Moon: That’s no excuse for eating my food.
him: your so cute! why are you alone!?
me: you’re
him: …
me: hello? hello?
Practice safe sex and have sex with a vampire. Vampires are, by default, all about consent because they have to be invited inside.
ME: *using a ouija board* Are there any spirits here?
OUIJA BOARD: No.
ME: I don’t believe you.
OUIJA BOARD: That seems like a you problem.
People keep asking if they can help me by watching my newborn. She doesn’t make me watch cocomelon, leave toys all over the floor, or scream that her brother is looking at the her. Take the older two.
Me: Baby, would you do that sexy thing with your mouth?
Her: *Yodels*
Predict the weather? How about you predict the lottery numbers, you chubby little rodent
There’s no logical reason for shorts to be the same price as pants.
Finally got my treadmill setup. I can start making excuses why I’m not using it starting tomorrow.
[Date]
ME: I hope you like your wine dry
HER: But of cour- umm that’s just a glass of raisins
ME: *mouth full of raisins* it’s weally dwy
How is it my dog understands the word no, but my children don’t?
I’m so excited, I just sold my first house. I’m not even a real estate agent and my neighbors are furious for selling their house without asking.

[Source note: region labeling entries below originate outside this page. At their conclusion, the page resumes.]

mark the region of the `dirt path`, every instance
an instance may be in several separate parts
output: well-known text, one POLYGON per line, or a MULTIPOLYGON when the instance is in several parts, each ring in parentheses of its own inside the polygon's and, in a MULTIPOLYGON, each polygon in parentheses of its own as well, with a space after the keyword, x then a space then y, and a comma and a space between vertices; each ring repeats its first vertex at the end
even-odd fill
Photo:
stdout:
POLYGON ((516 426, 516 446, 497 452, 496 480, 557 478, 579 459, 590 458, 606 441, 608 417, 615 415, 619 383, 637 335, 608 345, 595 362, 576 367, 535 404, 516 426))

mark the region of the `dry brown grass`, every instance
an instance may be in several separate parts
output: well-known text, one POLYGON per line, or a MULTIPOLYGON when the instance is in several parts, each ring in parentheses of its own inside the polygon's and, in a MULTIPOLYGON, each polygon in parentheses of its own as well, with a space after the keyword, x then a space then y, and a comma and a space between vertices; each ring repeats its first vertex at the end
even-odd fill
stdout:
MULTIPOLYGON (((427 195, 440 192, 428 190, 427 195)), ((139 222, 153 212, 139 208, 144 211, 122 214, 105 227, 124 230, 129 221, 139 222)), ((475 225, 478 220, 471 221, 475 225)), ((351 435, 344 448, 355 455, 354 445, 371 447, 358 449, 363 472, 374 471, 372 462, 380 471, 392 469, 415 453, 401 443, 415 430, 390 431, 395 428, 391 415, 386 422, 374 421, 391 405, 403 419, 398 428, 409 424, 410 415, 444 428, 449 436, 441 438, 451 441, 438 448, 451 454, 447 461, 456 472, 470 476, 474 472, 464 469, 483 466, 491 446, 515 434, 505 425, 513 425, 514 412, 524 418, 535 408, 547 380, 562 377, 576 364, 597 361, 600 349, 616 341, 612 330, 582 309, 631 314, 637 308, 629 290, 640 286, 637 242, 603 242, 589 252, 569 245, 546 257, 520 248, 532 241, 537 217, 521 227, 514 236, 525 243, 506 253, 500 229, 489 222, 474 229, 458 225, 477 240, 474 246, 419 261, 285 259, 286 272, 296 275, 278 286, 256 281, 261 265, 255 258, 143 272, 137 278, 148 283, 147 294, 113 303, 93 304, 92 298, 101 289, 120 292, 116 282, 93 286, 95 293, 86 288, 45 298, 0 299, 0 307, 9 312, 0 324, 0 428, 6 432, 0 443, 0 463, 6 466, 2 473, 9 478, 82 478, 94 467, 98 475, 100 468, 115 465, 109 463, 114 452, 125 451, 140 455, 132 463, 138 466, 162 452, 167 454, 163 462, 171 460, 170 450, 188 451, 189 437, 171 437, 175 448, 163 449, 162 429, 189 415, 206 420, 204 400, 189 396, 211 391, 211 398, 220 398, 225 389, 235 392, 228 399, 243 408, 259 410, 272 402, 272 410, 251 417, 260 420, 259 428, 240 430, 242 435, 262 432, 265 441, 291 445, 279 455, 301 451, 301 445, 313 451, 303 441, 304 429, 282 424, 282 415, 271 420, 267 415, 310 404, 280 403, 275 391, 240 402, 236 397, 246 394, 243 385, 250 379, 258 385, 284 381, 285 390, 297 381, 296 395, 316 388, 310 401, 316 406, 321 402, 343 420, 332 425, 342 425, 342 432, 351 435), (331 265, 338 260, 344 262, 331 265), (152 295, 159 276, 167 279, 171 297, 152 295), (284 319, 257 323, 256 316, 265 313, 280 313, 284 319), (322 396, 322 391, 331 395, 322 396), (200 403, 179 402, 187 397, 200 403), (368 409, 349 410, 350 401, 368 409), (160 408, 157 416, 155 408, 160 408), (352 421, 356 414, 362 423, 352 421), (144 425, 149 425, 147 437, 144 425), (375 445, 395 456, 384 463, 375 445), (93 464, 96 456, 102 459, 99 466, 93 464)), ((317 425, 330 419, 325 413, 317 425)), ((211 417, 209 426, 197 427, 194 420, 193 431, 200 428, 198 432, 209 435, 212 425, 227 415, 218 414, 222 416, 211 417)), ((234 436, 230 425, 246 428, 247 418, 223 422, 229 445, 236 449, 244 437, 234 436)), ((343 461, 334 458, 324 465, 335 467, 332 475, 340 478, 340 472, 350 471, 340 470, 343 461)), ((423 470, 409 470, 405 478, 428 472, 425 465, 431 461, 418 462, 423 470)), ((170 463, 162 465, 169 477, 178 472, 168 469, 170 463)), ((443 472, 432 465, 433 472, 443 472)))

I’m walking around the hotel this morning with a briefcase handcuffed to my wrist.
It’s a great way to meet chicks.
My cat knocked my phone into the toilet so now I have to shop for a new cat.
ME: [leaning over toilet] Hold back my hair
YOU: Ok
ME: [drinks from toilet like dog]
YOU: You’ve made your point I’ll wash up some glasses
‘I am your God, and now it is night!’ I say as I turn the fish tank light off.